Les deux maisons

 

 

 

 

 

par

 

 

 

 

 

Charles BAUSSAN

 

 

 

 

 

 

 

 

 

 

VOILÀ deux jours que les Allemands ont été chassés du village. Le tonnerre du canon gronde encore au fond de la plaine, et, sur la ligne des collines, des fumées se mélangent aux nuages.

Mais Lerminier n’a pas attendu davantage : il est rentré chez lui. Il vient d’arriver devant sa maison.

Sa maison ! Est-ce bien elle ces pans de murs sans toit, sans charpente ? ces tas de pierres lamentables ? Et toutes les maisons voisines, toutes les maisons du village sont de même. L’égalité et la fraternité dans la misère !

Il y a même autre chose, un vide plus grand encore. Lerminier n’allait jamais à l’église mais, tout à l’heure, comme il était en haut de la côte, avant d’arriver, le village lui a paru comme un corps sans tête : le clocher n’y était plus.
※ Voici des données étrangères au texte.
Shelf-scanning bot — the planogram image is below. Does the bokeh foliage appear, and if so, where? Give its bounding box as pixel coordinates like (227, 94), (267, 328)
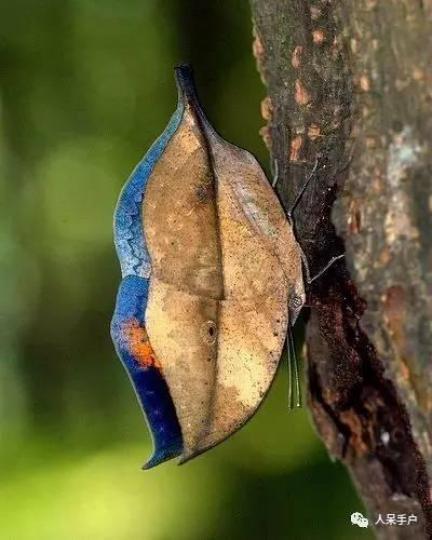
(0, 0), (368, 540)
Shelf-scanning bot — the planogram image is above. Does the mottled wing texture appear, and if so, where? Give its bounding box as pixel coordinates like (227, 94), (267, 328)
(142, 67), (304, 461)
(111, 103), (183, 468)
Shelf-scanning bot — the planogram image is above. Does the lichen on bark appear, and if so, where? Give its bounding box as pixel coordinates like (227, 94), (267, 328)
(251, 0), (432, 539)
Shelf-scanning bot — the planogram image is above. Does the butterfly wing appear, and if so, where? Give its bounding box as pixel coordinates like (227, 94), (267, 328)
(111, 104), (183, 468)
(143, 68), (304, 460)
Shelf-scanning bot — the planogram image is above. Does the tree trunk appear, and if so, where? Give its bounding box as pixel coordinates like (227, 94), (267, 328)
(251, 0), (432, 539)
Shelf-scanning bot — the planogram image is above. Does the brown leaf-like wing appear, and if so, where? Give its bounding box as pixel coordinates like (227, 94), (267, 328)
(143, 68), (304, 460)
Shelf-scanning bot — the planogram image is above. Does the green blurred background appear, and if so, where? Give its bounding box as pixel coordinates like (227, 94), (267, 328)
(0, 0), (370, 540)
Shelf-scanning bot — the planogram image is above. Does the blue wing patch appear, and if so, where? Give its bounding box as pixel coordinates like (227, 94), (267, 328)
(111, 276), (183, 469)
(114, 102), (184, 277)
(111, 100), (184, 469)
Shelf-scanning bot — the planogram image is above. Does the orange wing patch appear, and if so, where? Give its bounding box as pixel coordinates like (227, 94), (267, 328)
(122, 318), (162, 370)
Tout est-il mort ? Sa mais-on est-elle morte à jamais ? Non ; derrière les décombres, l’âtre est resté debout, l’âtre noirci, vêtu de suie et de souvenirs ; la crémaillère attend fidèlement le retour du bon feu. Les mains des morts, les mains lasses, qui dans les temps lointains se chauffaient le soir aux tisons, les mains ridées des aïeules qui se joignaient sur les hauts chenets pour prier, les petites mains des enfants, qui s’amusaient à voir la flamme rire entre leurs doigts, toutes les mains d’autrefois l’ont gardé – ne le dirait-on pas ? – le foyer, le cœur de la maison. Les entrailles sont ouvertes, horriblement, mais le cœur bat encore. Le foyer français vit toujours.

Le jardin aussi. Malgré l’épouvantable labour des obus, malgré les murs écroulés, malgré les treilles, les poiriers hachés, le jardin ne désespère pas. Un abricotier, qui n’a plus qu’une branche – un mutilé de la guerre, – tend, presque joyeusement, à Lerminier son unique bras, cette dernière branche qui, dès le premier soleil, s’est hâtée de fleurir.
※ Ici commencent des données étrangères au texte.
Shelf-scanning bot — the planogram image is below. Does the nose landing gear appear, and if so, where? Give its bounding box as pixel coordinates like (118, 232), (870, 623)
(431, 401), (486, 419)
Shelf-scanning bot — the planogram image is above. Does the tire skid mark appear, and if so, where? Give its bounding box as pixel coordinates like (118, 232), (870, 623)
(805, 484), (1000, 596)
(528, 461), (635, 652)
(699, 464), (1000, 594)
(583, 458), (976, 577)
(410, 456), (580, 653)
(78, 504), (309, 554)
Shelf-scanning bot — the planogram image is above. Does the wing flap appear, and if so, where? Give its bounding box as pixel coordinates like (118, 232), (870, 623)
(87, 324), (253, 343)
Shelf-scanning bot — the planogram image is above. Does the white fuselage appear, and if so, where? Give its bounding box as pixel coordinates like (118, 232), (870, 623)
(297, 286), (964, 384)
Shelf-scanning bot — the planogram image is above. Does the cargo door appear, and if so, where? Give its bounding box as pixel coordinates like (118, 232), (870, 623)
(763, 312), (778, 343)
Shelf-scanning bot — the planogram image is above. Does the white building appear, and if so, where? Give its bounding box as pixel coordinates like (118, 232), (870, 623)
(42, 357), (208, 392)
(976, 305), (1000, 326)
Cette voix de son jardin, cette supplication de son foyer, Lerminier les entend ; mais il n’en avait pas besoin. N’est-ce pas précisément pour replanter, pour rebâtir, qu’il est revenu ?
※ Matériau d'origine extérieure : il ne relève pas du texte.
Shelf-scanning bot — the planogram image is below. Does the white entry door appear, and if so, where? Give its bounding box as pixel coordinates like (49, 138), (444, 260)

Et revenu seul, avant tous les autres.

La maison, c’est sa vie. C’est lui qui, de ses mains, l’a agrandie, a relevé déjà un vieux mur que l’âge faisait chanceler : il était maçon. Quand, il y a dix ans, ses enfants ont été mariés, il a pris sa retraite et il a cédé à son fils aîné son chantier et sa clientèle. Alors, lui qui avait bâti tant de maisons, il a eu le temps de vivre dans la sienne et d’en jouir. C’était celle de son père ; et c’était son métier aussi qu’il aimait en elle...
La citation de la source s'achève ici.